Reputation: 23
I've followed the instructions on Cloud TPU Tools. Except for step 4 where you have to change --tpu_name to --tpu, things seem to work as expected.
What failed is the generation of the "Profile" tab. I executed
capture_tpu_profile --tpu_name=$TPU_NAME --logdir=${model_dir}
which produced
Welcome to the Cloud TPU Profiler v1.6.0
Starting to profile TPU traces for 2000 ms. Remaining attempt(s): 3
Limiting the number of trace events to 1000000
Profile session succeed for host(s):10.240.1.2
I refreshed/restarted the TensorBoard multiple times, but there's no "Profile" tab and clicking "Profile" from the dropdown menu returns no data generated.
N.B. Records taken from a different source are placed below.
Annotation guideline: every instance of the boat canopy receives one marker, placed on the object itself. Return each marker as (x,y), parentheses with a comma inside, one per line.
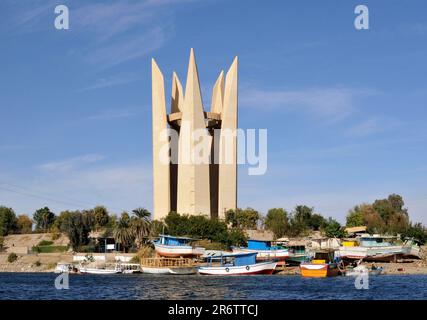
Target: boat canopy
(174,241)
(374,242)
(238,259)
(259,244)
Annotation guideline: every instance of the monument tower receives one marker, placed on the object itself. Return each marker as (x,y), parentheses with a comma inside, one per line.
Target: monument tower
(180,184)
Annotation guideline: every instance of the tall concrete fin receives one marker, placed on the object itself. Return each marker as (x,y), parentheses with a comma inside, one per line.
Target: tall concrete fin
(194,151)
(218,94)
(161,175)
(177,94)
(227,191)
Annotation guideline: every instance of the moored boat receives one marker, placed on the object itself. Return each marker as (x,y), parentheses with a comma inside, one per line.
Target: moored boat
(65,268)
(374,248)
(237,264)
(264,250)
(175,247)
(322,266)
(85,270)
(363,270)
(177,266)
(131,268)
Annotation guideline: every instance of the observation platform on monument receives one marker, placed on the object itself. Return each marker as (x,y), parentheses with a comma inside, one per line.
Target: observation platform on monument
(212,120)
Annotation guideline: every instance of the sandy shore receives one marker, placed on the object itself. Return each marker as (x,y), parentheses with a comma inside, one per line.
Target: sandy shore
(46,262)
(409,268)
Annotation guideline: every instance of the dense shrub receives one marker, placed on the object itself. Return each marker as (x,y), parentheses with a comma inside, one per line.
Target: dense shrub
(12,257)
(45,243)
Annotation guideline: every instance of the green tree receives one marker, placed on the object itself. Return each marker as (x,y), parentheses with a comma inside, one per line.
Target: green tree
(76,226)
(8,221)
(140,224)
(123,232)
(242,218)
(202,227)
(416,231)
(300,220)
(355,217)
(156,228)
(277,221)
(302,215)
(316,222)
(101,216)
(333,229)
(44,219)
(24,224)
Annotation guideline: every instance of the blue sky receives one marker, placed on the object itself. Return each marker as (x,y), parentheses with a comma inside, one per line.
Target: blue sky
(345,109)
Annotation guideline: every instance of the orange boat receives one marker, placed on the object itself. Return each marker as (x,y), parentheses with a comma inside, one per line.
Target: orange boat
(321,266)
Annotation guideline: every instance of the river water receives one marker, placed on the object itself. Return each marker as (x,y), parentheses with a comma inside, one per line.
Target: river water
(36,286)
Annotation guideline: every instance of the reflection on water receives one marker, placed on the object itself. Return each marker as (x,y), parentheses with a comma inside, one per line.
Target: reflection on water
(41,286)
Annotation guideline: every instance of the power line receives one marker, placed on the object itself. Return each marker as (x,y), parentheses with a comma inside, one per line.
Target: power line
(79,202)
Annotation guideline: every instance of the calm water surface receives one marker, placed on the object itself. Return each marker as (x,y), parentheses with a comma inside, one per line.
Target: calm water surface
(88,287)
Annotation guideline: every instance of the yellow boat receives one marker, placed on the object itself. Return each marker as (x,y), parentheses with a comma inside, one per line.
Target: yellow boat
(320,267)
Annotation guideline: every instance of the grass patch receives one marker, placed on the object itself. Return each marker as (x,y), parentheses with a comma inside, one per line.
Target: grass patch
(45,243)
(49,249)
(12,257)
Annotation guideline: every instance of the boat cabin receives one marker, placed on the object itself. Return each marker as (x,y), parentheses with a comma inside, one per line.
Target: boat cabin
(375,241)
(233,260)
(261,245)
(174,241)
(323,256)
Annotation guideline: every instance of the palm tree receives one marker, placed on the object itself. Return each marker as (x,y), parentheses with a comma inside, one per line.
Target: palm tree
(140,224)
(123,232)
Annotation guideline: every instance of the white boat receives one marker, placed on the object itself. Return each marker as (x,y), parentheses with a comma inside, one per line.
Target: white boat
(65,268)
(363,270)
(169,270)
(174,247)
(130,268)
(375,248)
(155,270)
(264,250)
(85,270)
(237,264)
Is this a known issue with the Cloud TPU profiler?
--Edit 1--
Profiler v 1.5.2 failed at collecting trace events.
Welcome to the Cloud TPU Profiler v1.5.2
Starting to profile TPU traces for 2000 ms. Remaining attempt(s): 3
Limiting the number of trace events to 1000000
No trace event is collected. Automatically retrying.
Starting to profile TPU traces for 2000 ms. Remaining attempt(s): 2
Limiting the number of trace events to 1000000
No trace event is collected. Automatically retrying.
Starting to profile TPU traces for 2000 ms. Remaining attempt(s): 1
Limiting the number of trace events to 1000000
No trace event is collected after 3 attempt(s). Perhaps, you want to try again (with more attempts?).
Tip: increase number of attempts with --num_tracing_attempts.
Upvotes: 1
Views: 895
Reputation: 36
Can you try again using Cloud TPU Profiler 1.5.2?
pip install cloud-tpu-profiler==1.5.2
The Cloud TPU profiler 1.6.0 and the worker list feature is only supported in the current master branch of tensorflow, while it is backward compatible to tf-1.8 when using the following command capture_tpu_profile —service_addr=10.240.1.2 —logdir=${model_dir}
Upvotes: 1